De rechtbank stelt de proceskosten voor bezwaar en beroep op grond van het Besluit proceskosten bestuursrecht vast op de kosten van door een derde beroepsmatig verleende rechtsbijstand van € 399,50 (1 punt voor het indienen van het bezwaarschrift, met een waarde per punt van € 265,00 en 1 punt voor het indienen van het beroepschrift, met een waarde per punt van € 534,00 en een wegingsfactor 0,5).
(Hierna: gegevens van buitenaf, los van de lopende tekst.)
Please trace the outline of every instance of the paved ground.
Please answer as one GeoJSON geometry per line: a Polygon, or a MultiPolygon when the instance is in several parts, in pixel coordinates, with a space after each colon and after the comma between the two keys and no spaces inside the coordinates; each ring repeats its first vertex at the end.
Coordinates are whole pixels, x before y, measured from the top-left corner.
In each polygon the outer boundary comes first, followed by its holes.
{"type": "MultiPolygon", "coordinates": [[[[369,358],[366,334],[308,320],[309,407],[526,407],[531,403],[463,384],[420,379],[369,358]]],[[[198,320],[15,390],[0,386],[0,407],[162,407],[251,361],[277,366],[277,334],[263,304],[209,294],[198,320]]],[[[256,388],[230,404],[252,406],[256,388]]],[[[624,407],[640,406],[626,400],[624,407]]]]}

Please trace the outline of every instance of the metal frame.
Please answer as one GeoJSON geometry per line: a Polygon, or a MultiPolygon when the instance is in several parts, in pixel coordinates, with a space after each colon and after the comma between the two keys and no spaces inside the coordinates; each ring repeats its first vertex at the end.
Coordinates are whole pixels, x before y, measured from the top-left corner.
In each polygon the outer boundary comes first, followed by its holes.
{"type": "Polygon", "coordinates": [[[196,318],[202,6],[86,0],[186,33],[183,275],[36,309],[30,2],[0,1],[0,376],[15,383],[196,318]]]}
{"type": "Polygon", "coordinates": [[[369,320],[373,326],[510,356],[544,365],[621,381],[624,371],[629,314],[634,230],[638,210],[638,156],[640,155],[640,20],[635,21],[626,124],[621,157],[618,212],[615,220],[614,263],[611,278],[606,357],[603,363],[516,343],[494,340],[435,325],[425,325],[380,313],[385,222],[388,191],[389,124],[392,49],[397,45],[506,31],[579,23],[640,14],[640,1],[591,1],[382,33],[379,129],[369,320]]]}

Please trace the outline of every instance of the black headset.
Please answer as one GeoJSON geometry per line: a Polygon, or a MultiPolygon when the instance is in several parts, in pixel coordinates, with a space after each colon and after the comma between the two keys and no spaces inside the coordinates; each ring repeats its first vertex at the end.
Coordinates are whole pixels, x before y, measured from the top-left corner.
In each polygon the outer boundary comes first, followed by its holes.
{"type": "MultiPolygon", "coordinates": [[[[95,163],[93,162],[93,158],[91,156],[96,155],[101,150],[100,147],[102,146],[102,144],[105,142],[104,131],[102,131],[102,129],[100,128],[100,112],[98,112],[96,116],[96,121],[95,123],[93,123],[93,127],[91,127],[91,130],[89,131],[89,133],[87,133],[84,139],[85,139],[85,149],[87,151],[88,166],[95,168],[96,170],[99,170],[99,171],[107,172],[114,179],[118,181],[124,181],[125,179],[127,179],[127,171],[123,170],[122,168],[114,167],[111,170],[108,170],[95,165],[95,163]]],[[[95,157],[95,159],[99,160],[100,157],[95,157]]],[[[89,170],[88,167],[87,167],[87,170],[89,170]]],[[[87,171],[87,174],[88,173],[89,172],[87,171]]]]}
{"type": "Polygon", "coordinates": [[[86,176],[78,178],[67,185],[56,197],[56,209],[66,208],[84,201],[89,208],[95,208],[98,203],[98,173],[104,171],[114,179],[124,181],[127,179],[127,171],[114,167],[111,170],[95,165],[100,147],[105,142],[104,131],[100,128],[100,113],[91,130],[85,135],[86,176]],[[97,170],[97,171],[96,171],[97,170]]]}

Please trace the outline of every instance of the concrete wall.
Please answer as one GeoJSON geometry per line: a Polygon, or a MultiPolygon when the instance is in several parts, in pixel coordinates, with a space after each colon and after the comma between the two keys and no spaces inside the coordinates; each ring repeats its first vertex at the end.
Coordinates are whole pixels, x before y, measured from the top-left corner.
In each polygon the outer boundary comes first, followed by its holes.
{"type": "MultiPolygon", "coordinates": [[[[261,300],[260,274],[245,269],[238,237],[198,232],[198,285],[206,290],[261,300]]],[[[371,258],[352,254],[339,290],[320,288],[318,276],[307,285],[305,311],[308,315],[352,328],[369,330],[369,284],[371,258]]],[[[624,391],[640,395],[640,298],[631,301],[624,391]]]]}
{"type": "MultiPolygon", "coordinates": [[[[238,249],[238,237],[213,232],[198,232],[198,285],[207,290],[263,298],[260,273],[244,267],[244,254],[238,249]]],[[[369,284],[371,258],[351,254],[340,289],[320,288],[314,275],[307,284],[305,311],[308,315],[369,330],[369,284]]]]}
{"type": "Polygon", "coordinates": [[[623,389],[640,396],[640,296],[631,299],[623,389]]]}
De rechtbank kent een licht gewicht toe aan zaken die parkeerbelasting betreffen.3

Beslissing

De rechtbank:

- verklaart het beroep gegrond;

- vernietigt de uitspraak op bezwaar;

- herroept de naheffingsaanslag parkeerbelasting;

- bepaalt dat deze uitspraak in de plaats treedt van de vernietigde bestreden uitspraak op bezwaar;

- bepaalt dat de heffingsambtenaar het door belanghebbende betaalde griffierecht van € 48,- aan haar vergoedt;

- veroordeelt de heffingsambtenaar in de proceskosten van belanghebbende ten bedrage van € 399,50.

Deze uitspraak is ter zitting gedaan door mr. I.M. Josten, rechter, in aanwezigheid van M.H.A. de Graaf, griffier, op 26 juli 2021 en openbaar gemaakt door middel van geanonimiseerde publicatie op www.rechtspraak.nl.